Well, the day started off on a strange foot. I awoke and apparently the girls had been AWAKE all night. As I said before, my expectations did not really go past the “girls arriving”, so I didn’t even think to put any worry into how the girls would behave! Keep in mind this was some of their first nights away from their family. We didn’t want them to just stick to their friends because the larger goal was to provide opportunities for networking and to create relationships between each other. The day before, when we had assigned rooms, we had quite a few tears because of the longing to be with their best friend. We had very little sympathy for them and just told them no. Little did we know that they would try to sleep in the TWIN-SIZED beds with their friends anyway… at one point in a five bed room, there were nine girls! Whew….
We were, of course, greeted by this crazy face!!!!!
We started off each morning with exercise, cardio, kickboxing etc….
You can imagine how difficult it was to wake them up after their festivities the night before!!!
In order to encourage them to build close relationships, we split the 26 girls into two groups for the week. So at any time during the camp- there would be two workshops going on at once.
The first workshops of the week were a First Responder workshop presented by a volunteer and a self-esteem workshop presented by another volunteer and her counterpart.
doing fabulous demonstrations
Then everyday, we had a little bit of art time! This is something very interesting about Morocco, it seems almost necessary for all camps to have some kind of art, singing or theater. I was always asked, “What about the theatre? Where’s that in the schedule?” For citizenship art day, they worked in groups to draw what would be their “Dream Town”.
Then of course, we HAD* to have a coffee break. This is also a “necessity” for camps. When we did our Spring Camp with no money, Tyler and I were told that it was not that good of a camp because we didn’t have a coffee break. Along with this, was also the designated parent-visiting time. A Moroccan counterpart told me that it would be troublesome if we didn’t have a designated time because then parents would come at all times of the day. It seemed a little strange to me, the girls would only be gone from their families for only a week. Of course, parents wouldn’t come to visit. But visit, they did! Some parents even came EVERY DAY* with their entire families to visit the girls. This speaks to the collective nature of Morocco. Family is so* important to Moroccans. It is difficult for them to be away for even 24 hours,even some happy tears were shed some of because some the girls would be so happy that their families came to see them! It is so endearing to see how much they love and care for each other. These subtleties in the culture are what make me feel close to Moroccans, even if I don’t always completely understand them.

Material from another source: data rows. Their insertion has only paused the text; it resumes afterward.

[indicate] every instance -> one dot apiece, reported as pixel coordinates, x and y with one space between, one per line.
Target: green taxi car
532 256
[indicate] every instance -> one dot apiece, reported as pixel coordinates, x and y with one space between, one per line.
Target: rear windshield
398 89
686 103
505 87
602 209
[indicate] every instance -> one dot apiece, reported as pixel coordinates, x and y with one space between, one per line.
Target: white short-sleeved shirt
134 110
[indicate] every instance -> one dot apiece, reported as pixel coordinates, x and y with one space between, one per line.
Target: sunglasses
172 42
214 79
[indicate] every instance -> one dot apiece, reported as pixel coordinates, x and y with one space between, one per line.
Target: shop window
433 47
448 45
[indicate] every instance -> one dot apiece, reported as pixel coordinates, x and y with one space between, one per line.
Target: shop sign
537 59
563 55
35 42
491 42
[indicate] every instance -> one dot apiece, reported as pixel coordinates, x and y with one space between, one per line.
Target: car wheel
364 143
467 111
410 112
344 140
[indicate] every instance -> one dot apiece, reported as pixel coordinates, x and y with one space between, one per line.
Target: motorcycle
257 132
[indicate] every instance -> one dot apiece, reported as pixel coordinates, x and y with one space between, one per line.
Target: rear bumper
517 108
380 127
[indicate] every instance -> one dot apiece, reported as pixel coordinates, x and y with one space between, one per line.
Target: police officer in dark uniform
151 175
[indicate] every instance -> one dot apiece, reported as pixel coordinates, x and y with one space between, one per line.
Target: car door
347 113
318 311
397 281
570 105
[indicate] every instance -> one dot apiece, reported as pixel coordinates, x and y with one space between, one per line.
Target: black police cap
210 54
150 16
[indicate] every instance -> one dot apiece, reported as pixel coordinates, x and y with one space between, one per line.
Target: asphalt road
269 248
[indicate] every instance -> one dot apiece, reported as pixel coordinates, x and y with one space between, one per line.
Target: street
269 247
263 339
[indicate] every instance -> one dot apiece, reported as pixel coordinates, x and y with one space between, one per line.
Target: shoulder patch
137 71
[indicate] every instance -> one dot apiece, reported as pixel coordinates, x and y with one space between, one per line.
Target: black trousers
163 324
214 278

delicious millwee, coffee and tea for coffee break!
Then after coffee break, we would have our second set of sessions for the day. The workshops on the night of Citizenship day were a Tolerance workshop and a Citizenship workshop. These were presented by Moroccan counterparts. This was very important to the planning of the camp- that most of the presenters be Moroccan women. We thought this would accomplish two things 1) It would make the camp overall more sustainable and 2) it would give the girls many positive role models to relate to
Every night after dinner, the girls would play games, dance and just enjoy each others company. These were also the moments that made me feel very emotional. Watching them connect and build relationships with one another, it made me realize that all of our hard work to put the camp together, was completely and totally worth it. Citizenship day was a success!!!!!